To build artificial intelligence (AI) systems that can interact with people in smarter, safer and more useful ways, we need to teach them to adapt to our needs. Today, we’re releasing BlenderBot 3, our state-of-the-art conversational agent that can converse naturally with people, who can then provide feedback to the model on how to improve its responses. We will be sharing data from these interactions, and we’ve shared the BlenderBot 3 model and model cards with the scientific community to help advance research in conversational AI.
The BlenderBot series has made progress in combining conversational skills — like personality, empathy and knowledge — incorporating long-term memory, and searching the internet to carry out meaningful conversations. BlenderBot 3 inherits these skills and delivers superior performance because it’s built from Meta AI’s publicly available OPT-175B language model — approximately 58 times the size of BlenderBot 2.
Since all conversational AI chatbots are known to sometimes mimic and generate unsafe, biased or offensive remarks, we’ve conducted large-scale studies, co-organized workshops and developed new techniques to create safeguards for BlenderBot 3. Despite this work, BlenderBot can still make rude or offensive comments, which is why we are collecting feedback that will help make future chatbots better.
Allowing an AI system to interact with people in the real world leads to longer, more diverse conversations, as well as more varied feedback. For example, you can react to each chat message in our BlenderBot 3 demo by clicking either the thumbs-up or thumbs-down icons. Choosing a thumbs-down lets you explain why you disliked the message — whether it was off-topic, nonsensical, rude, spam-like or something else. You can also submit feedback in the chat itself.
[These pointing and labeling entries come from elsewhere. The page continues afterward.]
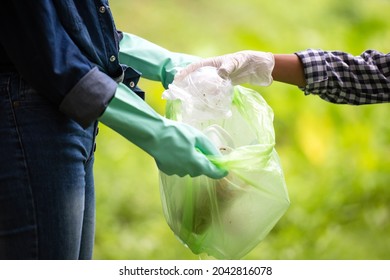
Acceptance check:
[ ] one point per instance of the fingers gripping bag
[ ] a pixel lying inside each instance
(225, 218)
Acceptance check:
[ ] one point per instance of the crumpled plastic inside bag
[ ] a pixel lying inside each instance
(225, 218)
(204, 95)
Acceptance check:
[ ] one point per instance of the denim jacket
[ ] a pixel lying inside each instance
(65, 49)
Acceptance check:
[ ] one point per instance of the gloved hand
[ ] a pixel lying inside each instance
(241, 67)
(177, 148)
(154, 62)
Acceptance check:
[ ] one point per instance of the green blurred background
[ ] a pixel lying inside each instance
(336, 158)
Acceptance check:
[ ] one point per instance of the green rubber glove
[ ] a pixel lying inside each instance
(176, 147)
(154, 62)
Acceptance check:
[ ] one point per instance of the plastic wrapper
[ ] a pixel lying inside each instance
(225, 218)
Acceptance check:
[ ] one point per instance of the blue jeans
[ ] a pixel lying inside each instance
(47, 204)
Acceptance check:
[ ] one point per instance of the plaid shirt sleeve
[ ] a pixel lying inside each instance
(339, 77)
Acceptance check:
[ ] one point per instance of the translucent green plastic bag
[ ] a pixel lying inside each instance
(227, 218)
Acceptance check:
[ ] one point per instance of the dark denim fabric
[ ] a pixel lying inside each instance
(47, 205)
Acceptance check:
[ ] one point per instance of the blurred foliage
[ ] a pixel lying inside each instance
(336, 158)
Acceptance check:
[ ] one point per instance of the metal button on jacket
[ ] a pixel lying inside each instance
(102, 9)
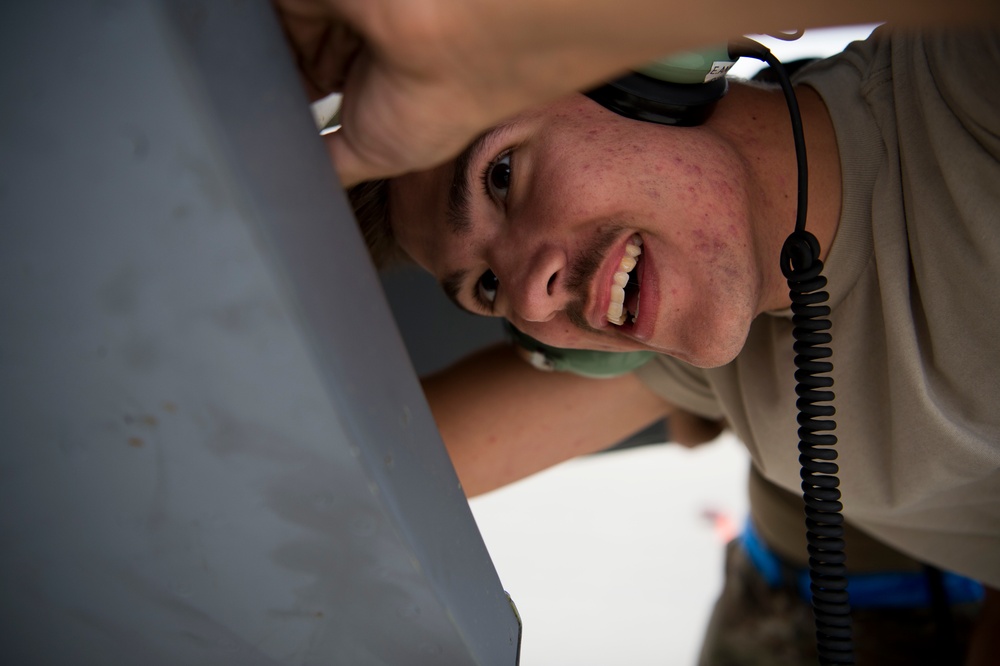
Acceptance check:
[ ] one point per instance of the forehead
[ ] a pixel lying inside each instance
(417, 210)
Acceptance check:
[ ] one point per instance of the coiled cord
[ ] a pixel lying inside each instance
(802, 268)
(820, 485)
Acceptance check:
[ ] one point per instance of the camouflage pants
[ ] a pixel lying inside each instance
(754, 624)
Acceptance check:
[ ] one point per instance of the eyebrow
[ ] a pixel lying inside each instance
(459, 210)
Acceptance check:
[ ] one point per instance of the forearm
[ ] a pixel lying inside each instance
(502, 420)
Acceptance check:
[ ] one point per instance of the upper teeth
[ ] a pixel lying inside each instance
(616, 313)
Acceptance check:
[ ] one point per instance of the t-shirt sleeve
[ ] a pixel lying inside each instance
(681, 384)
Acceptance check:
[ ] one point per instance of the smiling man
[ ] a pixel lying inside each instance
(538, 220)
(589, 230)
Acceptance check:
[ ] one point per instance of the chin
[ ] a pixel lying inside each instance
(708, 350)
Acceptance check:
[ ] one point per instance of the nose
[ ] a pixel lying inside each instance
(535, 281)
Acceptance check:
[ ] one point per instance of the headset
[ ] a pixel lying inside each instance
(683, 91)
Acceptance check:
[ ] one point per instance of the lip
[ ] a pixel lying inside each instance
(649, 295)
(604, 280)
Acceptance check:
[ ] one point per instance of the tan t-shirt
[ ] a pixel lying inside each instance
(914, 276)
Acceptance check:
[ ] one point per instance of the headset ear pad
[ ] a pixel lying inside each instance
(642, 97)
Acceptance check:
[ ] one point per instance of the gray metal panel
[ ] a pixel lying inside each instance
(212, 446)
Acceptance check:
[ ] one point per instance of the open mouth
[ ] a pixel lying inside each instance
(624, 301)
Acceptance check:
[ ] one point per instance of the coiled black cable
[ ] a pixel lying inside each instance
(802, 268)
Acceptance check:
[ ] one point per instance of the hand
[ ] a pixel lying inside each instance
(429, 75)
(421, 78)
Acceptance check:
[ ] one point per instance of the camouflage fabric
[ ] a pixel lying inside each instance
(754, 624)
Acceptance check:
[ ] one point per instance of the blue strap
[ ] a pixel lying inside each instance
(867, 590)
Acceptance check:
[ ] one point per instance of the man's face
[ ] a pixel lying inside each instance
(532, 223)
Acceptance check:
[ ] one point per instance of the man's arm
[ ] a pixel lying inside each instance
(503, 420)
(421, 78)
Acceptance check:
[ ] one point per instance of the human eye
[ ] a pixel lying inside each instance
(496, 177)
(486, 289)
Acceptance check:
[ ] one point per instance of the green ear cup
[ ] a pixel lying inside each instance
(585, 362)
(691, 67)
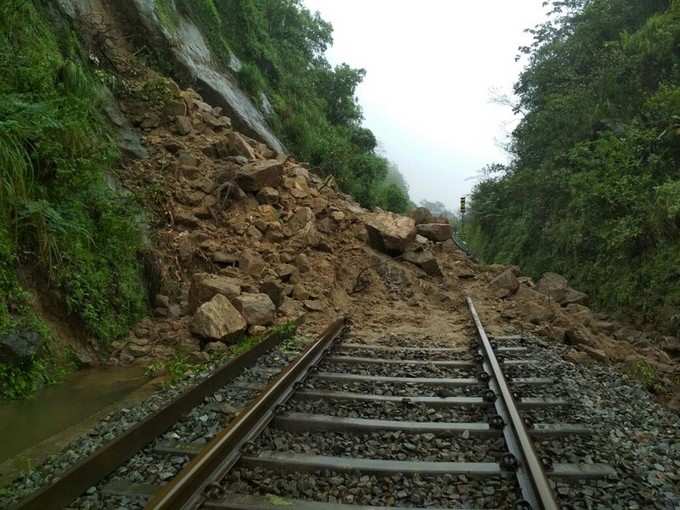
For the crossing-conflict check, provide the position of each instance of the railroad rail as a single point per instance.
(201, 483)
(102, 462)
(440, 392)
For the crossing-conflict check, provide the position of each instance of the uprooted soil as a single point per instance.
(311, 240)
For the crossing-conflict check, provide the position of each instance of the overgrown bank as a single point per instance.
(281, 46)
(60, 218)
(67, 230)
(593, 191)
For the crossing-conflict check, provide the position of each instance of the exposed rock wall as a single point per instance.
(191, 58)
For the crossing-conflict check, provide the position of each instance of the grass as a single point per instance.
(179, 366)
(58, 213)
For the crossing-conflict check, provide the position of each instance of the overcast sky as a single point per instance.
(431, 66)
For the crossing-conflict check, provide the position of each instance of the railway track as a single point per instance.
(395, 419)
(348, 424)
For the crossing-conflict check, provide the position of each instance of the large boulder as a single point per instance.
(557, 288)
(435, 231)
(260, 174)
(205, 286)
(19, 346)
(421, 215)
(302, 217)
(275, 289)
(425, 260)
(390, 233)
(218, 320)
(505, 284)
(257, 309)
(251, 263)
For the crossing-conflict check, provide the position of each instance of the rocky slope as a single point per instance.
(244, 239)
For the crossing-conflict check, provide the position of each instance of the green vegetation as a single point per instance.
(281, 45)
(58, 214)
(593, 190)
(180, 366)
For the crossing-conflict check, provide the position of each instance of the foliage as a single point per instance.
(593, 189)
(645, 373)
(58, 213)
(281, 45)
(179, 366)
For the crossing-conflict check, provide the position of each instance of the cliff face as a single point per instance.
(185, 47)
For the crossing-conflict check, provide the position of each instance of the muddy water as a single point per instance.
(24, 424)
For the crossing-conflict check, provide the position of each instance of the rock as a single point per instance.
(596, 354)
(268, 195)
(186, 218)
(254, 233)
(557, 288)
(183, 125)
(238, 145)
(421, 215)
(19, 346)
(257, 309)
(302, 263)
(579, 335)
(276, 291)
(550, 282)
(425, 260)
(577, 357)
(251, 263)
(505, 284)
(314, 305)
(228, 193)
(257, 330)
(297, 186)
(290, 308)
(150, 121)
(286, 271)
(218, 320)
(338, 216)
(572, 296)
(205, 286)
(302, 217)
(216, 348)
(438, 232)
(301, 293)
(176, 108)
(259, 174)
(308, 236)
(390, 233)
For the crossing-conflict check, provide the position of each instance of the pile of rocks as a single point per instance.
(410, 238)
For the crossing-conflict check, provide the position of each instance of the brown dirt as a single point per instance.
(196, 227)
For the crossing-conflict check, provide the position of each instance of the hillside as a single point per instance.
(81, 82)
(593, 190)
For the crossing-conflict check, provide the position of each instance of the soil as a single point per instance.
(200, 221)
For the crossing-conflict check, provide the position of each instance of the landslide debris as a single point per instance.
(243, 239)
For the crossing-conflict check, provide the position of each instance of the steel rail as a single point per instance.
(187, 488)
(103, 461)
(531, 476)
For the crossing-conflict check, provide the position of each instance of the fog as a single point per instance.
(432, 68)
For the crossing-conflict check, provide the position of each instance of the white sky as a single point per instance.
(431, 66)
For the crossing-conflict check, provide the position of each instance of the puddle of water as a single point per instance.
(25, 423)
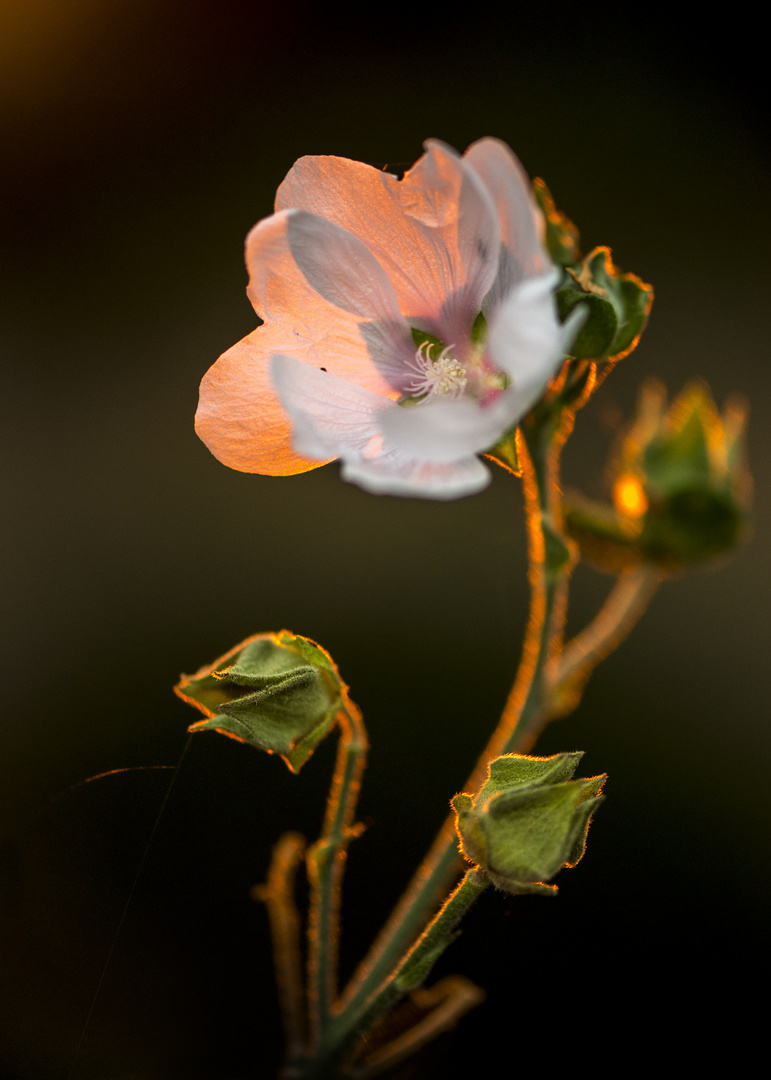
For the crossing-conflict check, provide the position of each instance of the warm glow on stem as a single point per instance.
(278, 894)
(630, 497)
(326, 864)
(540, 459)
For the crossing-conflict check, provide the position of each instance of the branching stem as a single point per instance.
(326, 864)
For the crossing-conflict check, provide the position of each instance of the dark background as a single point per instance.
(141, 142)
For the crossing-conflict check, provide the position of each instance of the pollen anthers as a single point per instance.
(443, 377)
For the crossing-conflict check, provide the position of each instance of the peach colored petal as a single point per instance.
(332, 417)
(364, 350)
(335, 417)
(434, 232)
(523, 254)
(240, 417)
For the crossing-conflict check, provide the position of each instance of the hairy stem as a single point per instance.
(551, 562)
(409, 973)
(326, 864)
(624, 605)
(278, 894)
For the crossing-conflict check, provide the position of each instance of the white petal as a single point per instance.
(523, 254)
(332, 417)
(528, 341)
(444, 431)
(420, 480)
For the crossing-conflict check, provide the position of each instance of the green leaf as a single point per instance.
(279, 692)
(562, 235)
(528, 820)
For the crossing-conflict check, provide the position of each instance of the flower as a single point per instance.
(408, 324)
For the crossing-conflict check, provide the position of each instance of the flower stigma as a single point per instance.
(444, 377)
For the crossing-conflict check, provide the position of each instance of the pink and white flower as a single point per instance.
(408, 324)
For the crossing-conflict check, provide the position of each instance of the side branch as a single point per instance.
(623, 607)
(278, 894)
(326, 864)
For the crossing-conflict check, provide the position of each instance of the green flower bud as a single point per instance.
(280, 692)
(618, 307)
(680, 486)
(562, 237)
(528, 820)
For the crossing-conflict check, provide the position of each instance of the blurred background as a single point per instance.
(141, 140)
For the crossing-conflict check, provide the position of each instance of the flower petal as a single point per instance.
(523, 254)
(332, 417)
(240, 417)
(434, 232)
(335, 418)
(528, 341)
(444, 431)
(364, 350)
(419, 478)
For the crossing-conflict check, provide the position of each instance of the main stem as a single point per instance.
(540, 445)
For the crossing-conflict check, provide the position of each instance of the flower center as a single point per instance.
(444, 377)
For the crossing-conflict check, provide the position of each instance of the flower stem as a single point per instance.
(551, 562)
(278, 895)
(326, 864)
(447, 1000)
(345, 1029)
(623, 607)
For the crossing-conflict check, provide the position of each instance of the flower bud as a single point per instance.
(280, 692)
(680, 486)
(528, 820)
(618, 306)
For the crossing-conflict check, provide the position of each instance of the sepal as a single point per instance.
(528, 820)
(279, 692)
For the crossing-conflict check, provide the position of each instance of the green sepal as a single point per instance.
(434, 345)
(690, 526)
(505, 453)
(596, 336)
(686, 463)
(528, 820)
(618, 307)
(606, 539)
(279, 692)
(562, 237)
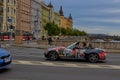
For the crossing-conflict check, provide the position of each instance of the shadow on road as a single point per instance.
(5, 70)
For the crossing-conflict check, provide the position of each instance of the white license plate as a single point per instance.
(7, 59)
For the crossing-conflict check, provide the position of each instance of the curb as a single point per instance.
(40, 47)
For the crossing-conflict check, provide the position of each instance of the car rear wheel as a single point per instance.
(53, 56)
(93, 58)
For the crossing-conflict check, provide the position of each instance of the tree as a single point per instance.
(52, 29)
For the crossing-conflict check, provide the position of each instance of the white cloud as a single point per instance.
(98, 29)
(109, 11)
(111, 20)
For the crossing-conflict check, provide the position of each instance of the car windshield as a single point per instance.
(72, 46)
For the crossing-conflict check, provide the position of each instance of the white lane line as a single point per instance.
(66, 64)
(29, 56)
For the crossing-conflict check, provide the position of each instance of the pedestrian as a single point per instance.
(50, 41)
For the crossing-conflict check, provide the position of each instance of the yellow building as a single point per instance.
(57, 18)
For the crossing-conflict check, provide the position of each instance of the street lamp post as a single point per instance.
(11, 32)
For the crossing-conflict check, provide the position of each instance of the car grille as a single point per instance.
(3, 57)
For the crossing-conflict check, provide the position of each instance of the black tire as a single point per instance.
(93, 57)
(53, 56)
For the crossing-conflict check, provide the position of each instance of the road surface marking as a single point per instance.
(60, 64)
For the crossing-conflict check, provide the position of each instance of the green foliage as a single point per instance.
(54, 30)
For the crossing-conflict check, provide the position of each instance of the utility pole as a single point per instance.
(18, 30)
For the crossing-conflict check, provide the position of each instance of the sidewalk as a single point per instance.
(35, 45)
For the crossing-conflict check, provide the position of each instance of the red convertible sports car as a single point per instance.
(74, 52)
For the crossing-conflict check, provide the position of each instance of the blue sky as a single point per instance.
(92, 16)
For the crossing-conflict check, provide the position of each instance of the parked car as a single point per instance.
(72, 52)
(5, 58)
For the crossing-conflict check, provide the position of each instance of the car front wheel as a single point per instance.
(53, 56)
(93, 58)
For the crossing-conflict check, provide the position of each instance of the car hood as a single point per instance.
(3, 52)
(56, 48)
(95, 50)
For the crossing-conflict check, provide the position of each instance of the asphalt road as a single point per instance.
(30, 64)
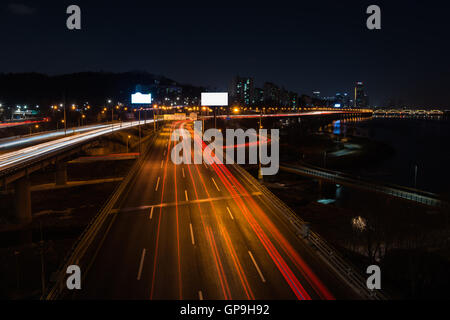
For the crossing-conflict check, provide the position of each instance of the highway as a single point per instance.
(14, 158)
(23, 141)
(202, 232)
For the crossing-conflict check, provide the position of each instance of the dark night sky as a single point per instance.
(314, 45)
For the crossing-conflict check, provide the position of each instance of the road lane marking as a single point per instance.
(141, 264)
(157, 184)
(192, 234)
(257, 268)
(229, 211)
(215, 184)
(180, 203)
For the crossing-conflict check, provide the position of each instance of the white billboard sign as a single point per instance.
(139, 98)
(214, 99)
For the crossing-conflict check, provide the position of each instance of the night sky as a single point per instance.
(314, 45)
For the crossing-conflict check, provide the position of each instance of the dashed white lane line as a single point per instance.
(141, 264)
(217, 187)
(229, 211)
(192, 234)
(257, 268)
(157, 184)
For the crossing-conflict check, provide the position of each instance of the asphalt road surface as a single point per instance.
(203, 232)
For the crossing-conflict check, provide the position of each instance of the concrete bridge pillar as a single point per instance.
(22, 200)
(61, 174)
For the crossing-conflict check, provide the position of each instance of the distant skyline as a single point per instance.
(322, 45)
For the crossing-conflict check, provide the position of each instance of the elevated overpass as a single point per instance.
(405, 193)
(16, 166)
(198, 231)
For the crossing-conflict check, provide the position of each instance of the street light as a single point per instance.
(127, 142)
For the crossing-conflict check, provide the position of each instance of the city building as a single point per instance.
(241, 90)
(258, 97)
(271, 94)
(361, 99)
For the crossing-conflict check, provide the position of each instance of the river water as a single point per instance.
(424, 143)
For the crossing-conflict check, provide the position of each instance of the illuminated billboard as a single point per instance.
(214, 99)
(139, 98)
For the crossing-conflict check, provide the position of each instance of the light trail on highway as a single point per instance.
(214, 235)
(11, 159)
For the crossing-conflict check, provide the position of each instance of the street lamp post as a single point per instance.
(259, 146)
(139, 132)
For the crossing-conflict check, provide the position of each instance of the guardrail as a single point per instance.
(419, 196)
(77, 254)
(342, 267)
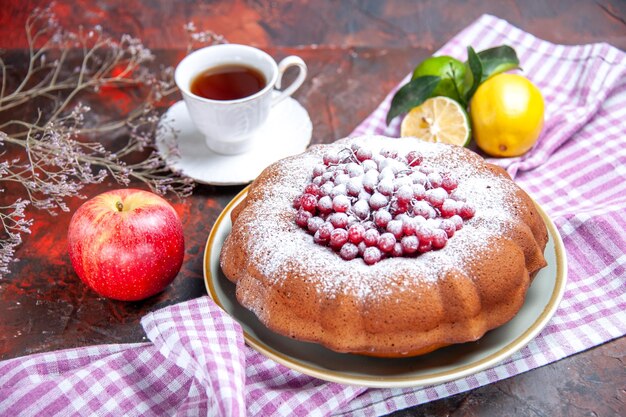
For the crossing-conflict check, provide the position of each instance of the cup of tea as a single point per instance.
(229, 90)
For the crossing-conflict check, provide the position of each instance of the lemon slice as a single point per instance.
(438, 119)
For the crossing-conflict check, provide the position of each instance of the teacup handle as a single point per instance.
(287, 62)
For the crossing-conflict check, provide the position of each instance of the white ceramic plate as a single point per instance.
(286, 132)
(443, 365)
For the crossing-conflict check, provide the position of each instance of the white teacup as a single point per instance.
(229, 125)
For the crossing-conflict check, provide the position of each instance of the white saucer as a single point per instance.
(286, 132)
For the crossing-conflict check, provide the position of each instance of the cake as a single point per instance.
(444, 250)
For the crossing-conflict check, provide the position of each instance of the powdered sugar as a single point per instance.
(278, 247)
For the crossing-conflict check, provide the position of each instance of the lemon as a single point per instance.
(507, 115)
(438, 119)
(450, 70)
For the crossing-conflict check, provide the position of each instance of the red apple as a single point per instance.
(126, 244)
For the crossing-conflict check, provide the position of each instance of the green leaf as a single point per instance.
(497, 60)
(412, 95)
(475, 70)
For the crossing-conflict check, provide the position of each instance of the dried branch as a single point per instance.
(53, 150)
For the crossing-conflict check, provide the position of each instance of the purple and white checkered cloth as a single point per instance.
(197, 362)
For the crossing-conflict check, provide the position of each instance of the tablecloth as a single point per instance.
(196, 362)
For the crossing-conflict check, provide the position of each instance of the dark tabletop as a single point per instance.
(356, 52)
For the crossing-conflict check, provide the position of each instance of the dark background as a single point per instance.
(356, 52)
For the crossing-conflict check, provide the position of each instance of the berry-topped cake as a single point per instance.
(384, 247)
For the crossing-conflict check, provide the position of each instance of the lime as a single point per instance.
(450, 70)
(438, 119)
(507, 115)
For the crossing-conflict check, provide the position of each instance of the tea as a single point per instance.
(228, 82)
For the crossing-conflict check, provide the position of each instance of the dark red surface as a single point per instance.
(356, 52)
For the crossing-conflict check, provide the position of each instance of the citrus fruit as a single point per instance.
(449, 69)
(438, 119)
(507, 115)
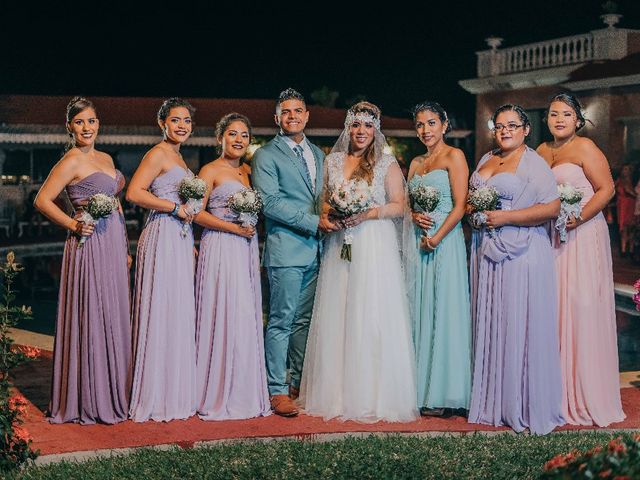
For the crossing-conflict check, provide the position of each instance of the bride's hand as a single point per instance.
(354, 220)
(422, 220)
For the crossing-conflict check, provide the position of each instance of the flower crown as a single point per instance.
(363, 117)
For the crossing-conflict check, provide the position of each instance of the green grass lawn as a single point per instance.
(465, 457)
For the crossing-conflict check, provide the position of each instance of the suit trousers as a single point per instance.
(291, 305)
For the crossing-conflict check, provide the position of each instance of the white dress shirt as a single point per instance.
(307, 153)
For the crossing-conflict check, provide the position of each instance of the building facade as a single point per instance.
(601, 67)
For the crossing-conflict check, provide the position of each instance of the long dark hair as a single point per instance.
(75, 106)
(573, 102)
(434, 107)
(227, 120)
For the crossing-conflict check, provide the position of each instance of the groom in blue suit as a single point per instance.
(287, 171)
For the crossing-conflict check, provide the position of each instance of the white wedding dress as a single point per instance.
(359, 362)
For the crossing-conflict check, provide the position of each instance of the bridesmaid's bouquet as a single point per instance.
(99, 206)
(192, 191)
(247, 203)
(482, 199)
(570, 198)
(348, 198)
(423, 198)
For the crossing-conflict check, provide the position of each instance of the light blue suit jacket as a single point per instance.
(291, 208)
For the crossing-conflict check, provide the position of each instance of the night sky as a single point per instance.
(394, 56)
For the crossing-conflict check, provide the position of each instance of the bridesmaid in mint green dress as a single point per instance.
(436, 267)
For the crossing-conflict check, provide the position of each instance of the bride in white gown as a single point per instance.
(359, 362)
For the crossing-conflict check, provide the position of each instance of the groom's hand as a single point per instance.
(325, 225)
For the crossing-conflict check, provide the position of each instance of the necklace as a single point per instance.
(238, 168)
(508, 156)
(430, 157)
(555, 149)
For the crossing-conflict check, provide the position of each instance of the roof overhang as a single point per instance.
(609, 82)
(518, 81)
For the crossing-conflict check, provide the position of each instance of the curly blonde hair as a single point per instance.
(364, 170)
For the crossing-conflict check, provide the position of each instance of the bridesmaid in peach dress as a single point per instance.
(588, 342)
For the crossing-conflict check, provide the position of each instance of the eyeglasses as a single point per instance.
(510, 127)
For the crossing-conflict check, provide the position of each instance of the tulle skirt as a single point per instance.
(359, 363)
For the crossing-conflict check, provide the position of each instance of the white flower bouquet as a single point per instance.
(247, 203)
(192, 190)
(348, 198)
(424, 198)
(570, 198)
(482, 199)
(99, 206)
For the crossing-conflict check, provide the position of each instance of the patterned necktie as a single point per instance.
(298, 150)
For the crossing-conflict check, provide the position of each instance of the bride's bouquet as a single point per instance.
(481, 199)
(247, 203)
(348, 198)
(570, 198)
(192, 191)
(99, 206)
(423, 198)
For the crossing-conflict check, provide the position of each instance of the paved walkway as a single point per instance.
(33, 380)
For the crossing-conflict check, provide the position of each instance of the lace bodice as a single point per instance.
(335, 174)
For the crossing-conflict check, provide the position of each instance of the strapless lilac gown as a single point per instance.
(92, 349)
(231, 376)
(516, 370)
(164, 313)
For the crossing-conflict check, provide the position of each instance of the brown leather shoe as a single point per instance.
(294, 392)
(282, 405)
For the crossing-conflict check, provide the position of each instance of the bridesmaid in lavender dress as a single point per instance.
(164, 303)
(92, 350)
(516, 372)
(230, 375)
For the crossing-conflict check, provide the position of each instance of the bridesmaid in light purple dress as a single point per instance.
(516, 373)
(92, 349)
(164, 303)
(231, 376)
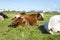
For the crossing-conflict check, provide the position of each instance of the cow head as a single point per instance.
(40, 16)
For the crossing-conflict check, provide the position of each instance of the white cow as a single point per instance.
(53, 25)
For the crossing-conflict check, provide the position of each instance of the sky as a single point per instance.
(28, 5)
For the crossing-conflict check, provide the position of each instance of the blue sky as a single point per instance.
(47, 5)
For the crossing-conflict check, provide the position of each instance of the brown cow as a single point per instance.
(19, 21)
(39, 15)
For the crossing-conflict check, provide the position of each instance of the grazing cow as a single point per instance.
(4, 16)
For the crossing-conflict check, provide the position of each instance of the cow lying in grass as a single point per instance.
(3, 15)
(40, 16)
(26, 19)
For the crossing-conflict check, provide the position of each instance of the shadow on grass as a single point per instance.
(41, 28)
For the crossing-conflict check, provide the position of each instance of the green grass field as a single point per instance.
(26, 32)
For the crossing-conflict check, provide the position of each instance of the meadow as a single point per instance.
(26, 32)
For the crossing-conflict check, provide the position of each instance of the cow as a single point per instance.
(19, 21)
(3, 15)
(1, 18)
(40, 15)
To improve BlenderBot 3’s ability to engage with people, we trained it with a large amount of publicly available language data. Many of the datasets used were collected by our own team, including one new dataset consisting of more than 20,000 conversations with people predicated on more than 1,000 topics of conversation. We trained BlenderBot 3 to learn from conversations to improve upon the skills people find most important — from talking about healthy recipes to finding child-friendly amenities in the city.
When the chatbot’s response is unsatisfactory, we collect feedback on it. Using this data, we can improve the model so that it doesn’t repeat its mistakes.
We understand that not everyone who uses chatbots has good intentions, so we also developed new learning algorithms to distinguish between helpful responses and harmful examples. Over time, we will use this technique to make our models more responsible and safe for all users.
Compared with its predecessors, we found that BlenderBot 3 improved by 31% on conversational tasks. It’s also twice as knowledgeable, while being factually incorrect 47% less often. We also found that only 0.16% of BlenderBot’s responses to people were flagged as rude or inappropriate.
The goal of our research is to collect and release feedback data that we and the broader AI research community can leverage over time. That way, we can find new ways for AI systems to be safer and more engaging for people who use them.
Progress in the field of AI heavily depends on the opportunity for the wider AI research community to build on the best available technology. Therefore, releasing chatbot models and datasets is key to gaining complete, reliable insights into how and why they work, the potential they hold and their limitations.
While BlenderBot 3 significantly advances publicly available chatbots, it’s certainly not at a human level. It’s occasionally incorrect, inconsistent and off-topic. As more people interact with our demo, we’ll improve our models using their feedback and release data to benefit the wider AI community.